Arm’d with new tests, the licens’d villain bold,
Presents his bills, and robs them of their gold;
Their ears, though rogues and counterfeiters lose,
No legal robber fears the gallows noose.

Look through the State, the unhallow’d ground appears
A pen of dragons, and a cave for bears;
A nest of vipers, mix’d with adders foul;
The screeching night-​bird, and the greater owl:
For now, unrighteousness, a deluge wide,
Pours round the land an overwhelming tide;
And dark injustice, wrapp’d in paper sheets,
Rolls a dread torrent through the wasted streets;
While net of law th’ unwary fry draw in
To damning deeds, and scarce they know they sin.
New paper struck, new tests, new tenders made,
Insult mankind, and help the thriving trade.
Each weekly print new lists of cheats proclaims,
Proud to enroll their knav’ries and their names;
The wiser race, the snares of law to shun,
Like lot from Sodom, from Rhode Island run.

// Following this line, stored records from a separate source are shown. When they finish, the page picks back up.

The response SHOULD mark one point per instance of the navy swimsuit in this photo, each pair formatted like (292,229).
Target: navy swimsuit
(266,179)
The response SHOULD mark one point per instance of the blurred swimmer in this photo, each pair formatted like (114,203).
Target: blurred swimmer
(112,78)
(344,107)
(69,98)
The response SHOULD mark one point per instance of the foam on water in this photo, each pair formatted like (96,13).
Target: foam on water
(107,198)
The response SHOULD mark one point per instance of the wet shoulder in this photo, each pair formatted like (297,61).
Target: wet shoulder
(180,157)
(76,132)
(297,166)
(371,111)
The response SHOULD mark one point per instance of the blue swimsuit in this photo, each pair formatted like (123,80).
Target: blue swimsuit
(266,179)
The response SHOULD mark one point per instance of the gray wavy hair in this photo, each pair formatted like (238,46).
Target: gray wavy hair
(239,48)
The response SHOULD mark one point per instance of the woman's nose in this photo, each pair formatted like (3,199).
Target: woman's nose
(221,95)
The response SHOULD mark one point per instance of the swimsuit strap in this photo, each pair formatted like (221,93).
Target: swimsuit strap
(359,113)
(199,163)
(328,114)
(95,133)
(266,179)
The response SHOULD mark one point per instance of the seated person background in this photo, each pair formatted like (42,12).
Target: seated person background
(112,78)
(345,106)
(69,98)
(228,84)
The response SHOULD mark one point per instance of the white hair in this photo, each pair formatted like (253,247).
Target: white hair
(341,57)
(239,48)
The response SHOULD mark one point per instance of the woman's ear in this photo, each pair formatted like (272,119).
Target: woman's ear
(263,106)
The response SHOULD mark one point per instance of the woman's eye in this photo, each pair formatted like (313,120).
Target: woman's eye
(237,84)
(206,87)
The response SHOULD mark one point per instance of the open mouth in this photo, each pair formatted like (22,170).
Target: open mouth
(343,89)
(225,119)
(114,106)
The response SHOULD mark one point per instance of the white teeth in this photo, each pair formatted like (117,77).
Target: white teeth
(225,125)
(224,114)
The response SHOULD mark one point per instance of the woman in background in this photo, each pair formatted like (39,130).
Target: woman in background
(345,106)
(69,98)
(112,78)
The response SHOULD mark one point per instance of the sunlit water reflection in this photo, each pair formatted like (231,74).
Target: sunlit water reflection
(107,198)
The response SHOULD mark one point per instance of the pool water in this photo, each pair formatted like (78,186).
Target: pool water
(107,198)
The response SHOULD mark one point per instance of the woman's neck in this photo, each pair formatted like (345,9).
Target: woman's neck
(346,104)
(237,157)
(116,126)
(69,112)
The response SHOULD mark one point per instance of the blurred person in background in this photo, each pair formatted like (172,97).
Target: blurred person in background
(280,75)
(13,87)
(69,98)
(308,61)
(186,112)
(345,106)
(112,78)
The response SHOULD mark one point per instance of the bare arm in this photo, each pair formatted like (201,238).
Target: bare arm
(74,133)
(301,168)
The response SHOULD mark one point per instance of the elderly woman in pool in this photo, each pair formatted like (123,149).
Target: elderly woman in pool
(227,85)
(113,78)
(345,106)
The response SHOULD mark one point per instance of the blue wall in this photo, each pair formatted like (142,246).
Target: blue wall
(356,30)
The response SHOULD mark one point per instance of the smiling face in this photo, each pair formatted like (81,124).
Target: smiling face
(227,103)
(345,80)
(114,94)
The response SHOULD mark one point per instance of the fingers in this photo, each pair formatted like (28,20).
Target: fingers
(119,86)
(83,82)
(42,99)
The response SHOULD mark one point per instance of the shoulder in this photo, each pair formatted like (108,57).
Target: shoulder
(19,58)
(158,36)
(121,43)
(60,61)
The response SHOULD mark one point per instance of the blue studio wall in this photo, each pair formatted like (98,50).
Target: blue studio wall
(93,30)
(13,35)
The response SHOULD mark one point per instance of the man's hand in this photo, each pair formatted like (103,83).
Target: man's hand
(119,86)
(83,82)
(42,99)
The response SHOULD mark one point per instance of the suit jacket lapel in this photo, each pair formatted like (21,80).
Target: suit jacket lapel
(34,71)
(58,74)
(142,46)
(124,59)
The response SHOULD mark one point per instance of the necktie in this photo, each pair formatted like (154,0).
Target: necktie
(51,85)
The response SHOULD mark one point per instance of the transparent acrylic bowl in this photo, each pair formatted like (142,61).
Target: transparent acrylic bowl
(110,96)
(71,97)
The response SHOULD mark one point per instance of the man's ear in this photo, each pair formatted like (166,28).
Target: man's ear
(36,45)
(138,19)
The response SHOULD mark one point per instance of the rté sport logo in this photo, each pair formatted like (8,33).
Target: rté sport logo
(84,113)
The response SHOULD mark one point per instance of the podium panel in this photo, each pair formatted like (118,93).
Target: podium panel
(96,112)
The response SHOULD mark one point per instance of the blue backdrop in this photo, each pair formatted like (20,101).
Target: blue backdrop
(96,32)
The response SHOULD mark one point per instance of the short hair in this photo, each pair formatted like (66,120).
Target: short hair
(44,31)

As it is vain to expect that a whole epic poem, containing twenty-​four books, should be republished in a newspaper: as it is equally impracticable to insert all the names of the worthies who were principal actors in it: and as it is the wish of the society to avoid the imputation of partiality, they direct me, as far as it may be done, to eternize those subaltern heroes here on earth, by informing the public that honorable mention is made of Mr. G—I— , as well as of most of the horse jockies and bankrupts in the State; and particularly, that not a single name is omitted of all those persons who have given due notice in the public gazettes, of their having lodged, agreeably to law, with some justice of the peace, paper bills, for the payment of certain honest debts. These good people are specified individually, in proportion to the Sums deposited, as proper to be captains over tens, over fifties, over hundreds, and over thousands, whenever the army shall be raised for the support of anarchy, or whenever that new state, (whereof the rumor runs so rife on earth,) the State of Confusion, shall be properly organized, and admitted into the confederacy. The characters of the Judges of the Supreme Court, of the Governors, Green and Bowen, the Generals, Varnum and .Miller, President Manning, Dr. Hitchcock, the Colonels Sherburne and Olney, the officers of the late army, with a long catalogue of names, (comprising all the honest men in the State,) are represented as the antipodes of the preceding. These are the thousands who have never bowed the knee to Baal, and who have never sacrificed their honor or their honesty at the shrine of Paper Money.